Twelve hours later, before anyone had touched base again with Aaron or his lawyers, Vallejo police department lieutenant Kenny Park stood at a press conference podium and stated, “Ms. Huskins has plundered valuable resources away from our community while instilling fear amongst our community members. So if anything, it is Ms. Huskins that owes this community an apology.” It was now clear: the powers that be believed that the abduction had been a hoax, thereby tarring Denise—with the aid of local and national media—as a Gone Girl-inspired villain who’d staged her own victimization in order to get back at Aaron for attempting to rekindle things with his ex Andrea.

Aaron Quinn and Denise Huskins in American Nightmare.
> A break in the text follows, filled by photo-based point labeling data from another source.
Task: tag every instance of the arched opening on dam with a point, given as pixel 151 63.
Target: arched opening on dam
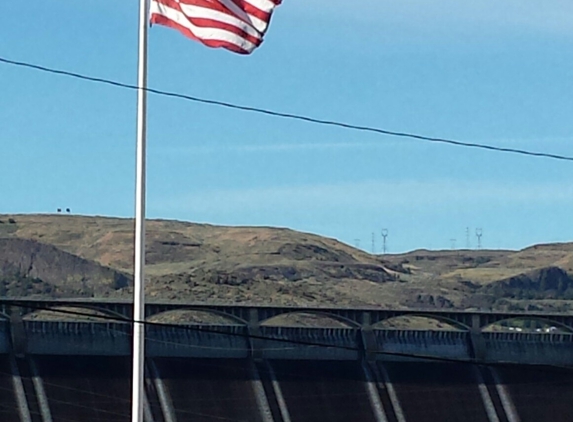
pixel 309 319
pixel 74 313
pixel 538 325
pixel 419 322
pixel 195 317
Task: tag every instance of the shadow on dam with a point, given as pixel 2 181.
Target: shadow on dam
pixel 91 388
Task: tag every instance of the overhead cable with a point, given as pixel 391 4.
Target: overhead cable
pixel 291 116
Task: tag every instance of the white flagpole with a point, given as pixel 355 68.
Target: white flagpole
pixel 139 265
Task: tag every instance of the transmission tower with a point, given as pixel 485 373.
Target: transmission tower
pixel 384 244
pixel 373 243
pixel 479 233
pixel 468 245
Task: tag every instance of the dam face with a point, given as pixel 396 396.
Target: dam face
pixel 80 389
pixel 80 371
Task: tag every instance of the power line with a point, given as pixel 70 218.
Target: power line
pixel 287 115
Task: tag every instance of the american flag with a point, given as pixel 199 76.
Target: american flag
pixel 237 25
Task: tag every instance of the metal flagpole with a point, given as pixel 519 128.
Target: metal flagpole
pixel 139 265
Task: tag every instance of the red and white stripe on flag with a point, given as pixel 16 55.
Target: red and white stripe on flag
pixel 237 25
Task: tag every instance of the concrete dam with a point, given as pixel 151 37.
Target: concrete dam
pixel 71 369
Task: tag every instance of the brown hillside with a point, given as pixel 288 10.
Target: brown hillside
pixel 200 262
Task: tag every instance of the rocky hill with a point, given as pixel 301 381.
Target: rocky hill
pixel 63 255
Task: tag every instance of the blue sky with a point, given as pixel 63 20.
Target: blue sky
pixel 487 71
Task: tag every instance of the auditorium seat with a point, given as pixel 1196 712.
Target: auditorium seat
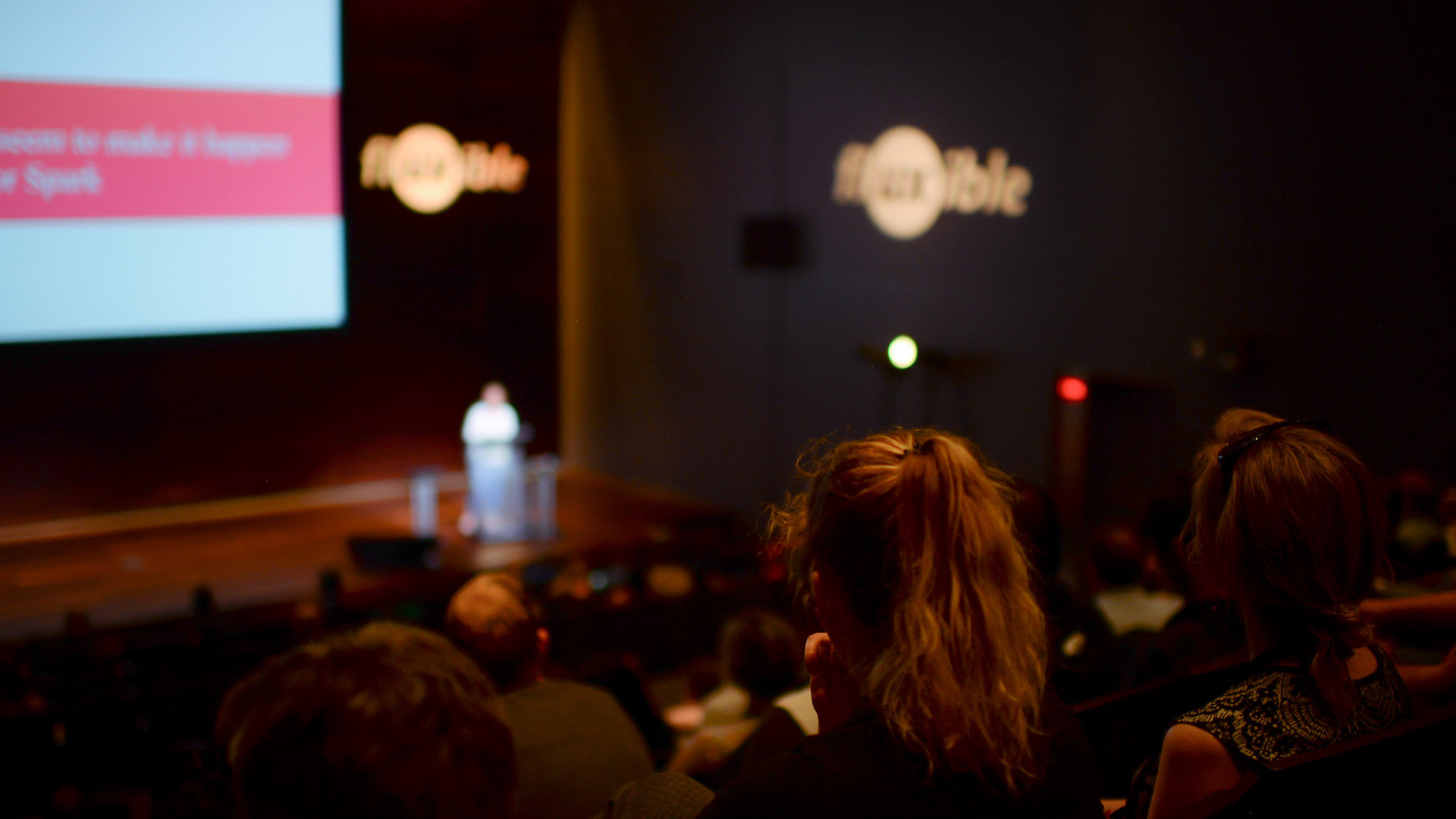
pixel 1128 726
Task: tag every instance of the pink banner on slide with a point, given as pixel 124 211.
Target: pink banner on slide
pixel 73 150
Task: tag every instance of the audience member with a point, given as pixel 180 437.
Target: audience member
pixel 930 679
pixel 1289 523
pixel 1120 556
pixel 762 654
pixel 384 723
pixel 1206 629
pixel 1430 686
pixel 574 745
pixel 1081 643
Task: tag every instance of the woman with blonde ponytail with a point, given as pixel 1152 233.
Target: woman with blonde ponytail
pixel 929 679
pixel 1289 525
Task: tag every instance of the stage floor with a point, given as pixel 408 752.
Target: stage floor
pixel 142 566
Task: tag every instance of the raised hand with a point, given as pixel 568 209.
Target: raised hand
pixel 835 694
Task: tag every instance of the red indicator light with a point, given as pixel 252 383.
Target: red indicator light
pixel 1072 390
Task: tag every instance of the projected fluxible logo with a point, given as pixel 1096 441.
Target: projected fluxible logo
pixel 906 183
pixel 428 169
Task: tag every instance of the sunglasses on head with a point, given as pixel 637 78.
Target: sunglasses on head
pixel 1231 453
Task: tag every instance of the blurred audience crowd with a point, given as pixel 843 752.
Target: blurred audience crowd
pixel 922 643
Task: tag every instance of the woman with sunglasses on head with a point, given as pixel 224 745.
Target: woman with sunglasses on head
pixel 1289 525
pixel 929 679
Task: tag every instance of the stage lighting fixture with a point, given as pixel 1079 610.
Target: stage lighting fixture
pixel 903 352
pixel 1072 390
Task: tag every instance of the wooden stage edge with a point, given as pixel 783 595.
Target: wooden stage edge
pixel 140 566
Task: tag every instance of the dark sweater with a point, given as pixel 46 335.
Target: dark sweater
pixel 861 771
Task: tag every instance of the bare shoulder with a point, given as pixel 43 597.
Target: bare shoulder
pixel 1196 774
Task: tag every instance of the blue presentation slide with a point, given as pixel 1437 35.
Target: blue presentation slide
pixel 169 167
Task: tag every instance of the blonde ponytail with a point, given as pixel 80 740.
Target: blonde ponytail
pixel 919 531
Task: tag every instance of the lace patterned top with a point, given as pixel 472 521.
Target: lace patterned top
pixel 1277 711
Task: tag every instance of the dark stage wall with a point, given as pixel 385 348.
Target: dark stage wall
pixel 1270 180
pixel 437 305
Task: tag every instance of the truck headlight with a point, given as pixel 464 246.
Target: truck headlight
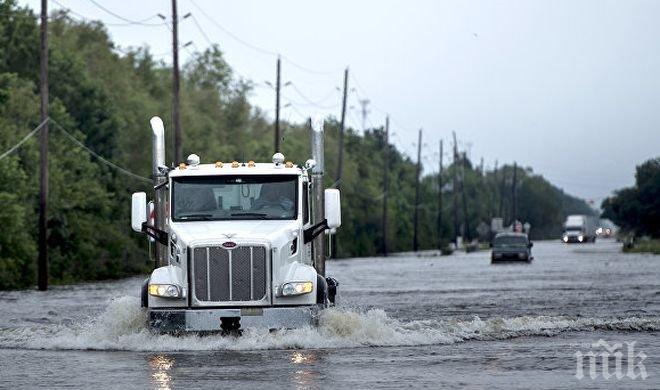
pixel 296 288
pixel 165 290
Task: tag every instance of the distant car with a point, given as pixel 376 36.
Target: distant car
pixel 510 247
pixel 579 229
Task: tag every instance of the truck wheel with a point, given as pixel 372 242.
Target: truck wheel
pixel 144 297
pixel 332 289
pixel 321 291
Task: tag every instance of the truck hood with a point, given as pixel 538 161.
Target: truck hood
pixel 271 231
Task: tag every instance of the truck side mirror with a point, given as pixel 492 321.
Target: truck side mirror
pixel 138 210
pixel 332 208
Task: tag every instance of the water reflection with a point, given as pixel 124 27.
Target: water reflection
pixel 305 377
pixel 160 366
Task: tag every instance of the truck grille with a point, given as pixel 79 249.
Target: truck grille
pixel 222 275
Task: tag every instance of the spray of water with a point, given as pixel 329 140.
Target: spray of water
pixel 122 326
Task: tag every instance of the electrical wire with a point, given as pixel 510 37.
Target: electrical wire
pixel 313 103
pixel 256 48
pixel 24 139
pixel 129 21
pixel 232 35
pixel 84 18
pixel 98 156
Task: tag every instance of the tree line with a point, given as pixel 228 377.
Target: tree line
pixel 104 98
pixel 636 209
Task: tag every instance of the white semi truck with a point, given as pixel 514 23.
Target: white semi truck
pixel 579 229
pixel 237 244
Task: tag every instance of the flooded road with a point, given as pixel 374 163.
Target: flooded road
pixel 405 321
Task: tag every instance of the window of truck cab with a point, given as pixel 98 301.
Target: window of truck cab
pixel 234 198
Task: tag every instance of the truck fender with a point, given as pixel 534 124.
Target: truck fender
pixel 144 295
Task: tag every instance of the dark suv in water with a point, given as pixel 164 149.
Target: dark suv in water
pixel 510 247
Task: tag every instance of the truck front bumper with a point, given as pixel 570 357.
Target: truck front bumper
pixel 202 320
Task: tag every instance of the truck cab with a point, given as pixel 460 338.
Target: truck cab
pixel 579 229
pixel 237 243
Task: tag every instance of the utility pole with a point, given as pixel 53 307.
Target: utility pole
pixel 514 196
pixel 493 187
pixel 386 180
pixel 502 187
pixel 176 118
pixel 440 201
pixel 417 179
pixel 464 198
pixel 340 163
pixel 364 103
pixel 42 279
pixel 278 136
pixel 455 189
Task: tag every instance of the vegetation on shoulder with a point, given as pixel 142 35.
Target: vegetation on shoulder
pixel 104 98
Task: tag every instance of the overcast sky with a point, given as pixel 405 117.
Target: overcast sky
pixel 570 88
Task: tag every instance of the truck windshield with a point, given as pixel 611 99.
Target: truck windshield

(L-R) Aaron Quinn and Denise Huskins in American Nightmare.

Netflix

This quickly became headline news, with Denise and Aaron’s reputations left in tatters. American Nightmare recounts it first from Aaron, and subsequently Denise’s, perspective, the latter giving a blow-by-blow account of her dreadful suffering at the hands of an unknown assailant who, after spiriting her away in the trunk of a white Mustang, repeatedly raped her on camera while she remained blindfolded and half-drugged. Upon her release, Denise was surprised to learn that she was, in fact, a prime suspect being slandered left and right as a fraud, and in the ensuing months, detectives did almost no snooping into her kidnapping. On the contrary, they trained their sights squarely on Aaron and Denise, with the latter’s attorney Doug Rappaport relaying how FBI special agent David Sesma—even after ordering a sexual assault exam that confirmed Denise’s contentions—asked him, “Haven’t you seen the movie Gone Girl?” The confirmation bias, it appears, was off the charts.

Much of American Nightmare’s first two episodes hinge on the sheer strangeness of Aaron and Denise’s accounts; the notion that masked strangers had broken into their residence, doped them, incapacitated them, and taken Denise for a ransom that they promptly forgot about, sounds like make-believe. In its finale, however, it delivers a twist that undoubtedly rocked the Vallejo PD. Thanks to another home invasion and attempted sexual assault on June 5, 2015 in Dublin, California, that was foiled by the intended victim’s father, officers obtained a cellphone that led them to Matthew Muller, a PTSD-afflicted ex-Marine. When they arrived at the South Lake Tahoe cabin at which he was staying, they found not only him, but a wealth of evidence that indicated he was a serial predator—and, as Sgt. Misty Carausu shrewdly deduced, the individual who had terrorized Denise.

Complementing its testimonials (led by Denise and Aaron’s anguished recollections) with home movies, photographs, and police-interrogation and body-cam footage, American Nightmare paints a horrifying picture of an unthinkable crime and a law enforcement system that scoffed at and demonized a rape victim. In that regard, Morris and Higgins’ docuseries isn’t just a jaw-dropping mystery that in some respects resembles a Ben Affleck thriller, but a caustic exposé about ingrained misogyny and the way in which women invariably must look out for each other. Moreover, it’s a reminder that the world is a terrifying place, full of monstrousness that often proves to be stranger than fiction.